Tag Archives: Database

Composite Data Warehouse – Part One

2 May

A database design trap

For many organizations the database maturity becomes a pivot point when entrepreneurial agile team culture seamlessly morphs in to a waterfall think tank. Loss of flexibility and development freedom creeps seamlessly from the policy, security, design, change, maintenance, support and other standpoints. Team in such a position might have a couple of database development servers that are rarely synchronized with production. After a few months of coding the development and production environments drifts apart so much that it becomes very hard to manage successful releases. The DB Administrators, who are in many cases are overloaded with multitude of administrative tasks, will have no time to merge production changes back in to development, neither would they have time for setting continuous development integration environments.

When database design solidifies enough, one of the primary goals on the team becomes avoiding the risk of impact to existing functionality: the simplest way to avoid impact is by minimizing database changes, and… After few deployment disasters (that everyone has), management will create a set of new deployment policies (with good intentions of course), that quite quickly can result in is a risk avoidance at expense of innovation. The application is aging.

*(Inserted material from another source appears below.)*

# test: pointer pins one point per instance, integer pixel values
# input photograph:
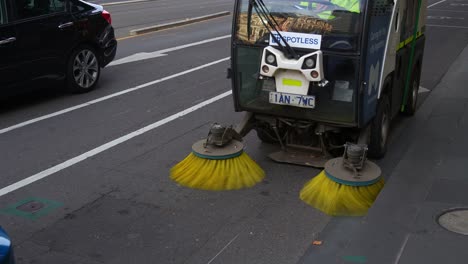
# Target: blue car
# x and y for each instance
(6, 249)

Foundation that embraces innovation

It is a breeze to talk about an outstanding setup here at Fortigent, developers don’t even realize how lucky they are. Code production is blooming, developers cracking releases to production on regular basis. Years go by and there is no glimpse of hesitation to a change, no signs of fear, and no comments about outdated DBs. So, what is it do we have here at Fortigent that fuels an innovation?

At the core of continuous integration, a seamless and almost unnoticed process, brings latest production database and hot “out of the oven” development code together:

  • Automated process scripts latest production database on regular intervals and keeps all DDLs and metadata under code name “Base”;
  • New or changed database code is stored in the separate location called “Delta”;
  • Deltas from many projects are applied to the Base and compiled into a “Latest” DB version;
  • The common latest DB version is loaded individually for each project at compile time, either on the build server or on the development PCs
  • Numerous unit testing frameworks hit the application on all levels to verify functionality, identify impact, and flag integration deficiencies.

Code from a different teams compiled together with production database changes that flow in to development world as early as possible, giving developers a chance to adapt and produce high quality solutions, while operation can tune any aspect of database.

This is an environment that allows us to embark on the new database project “Composite Data Warehouse” that is paving the path for greater scalability, improved performance and growth.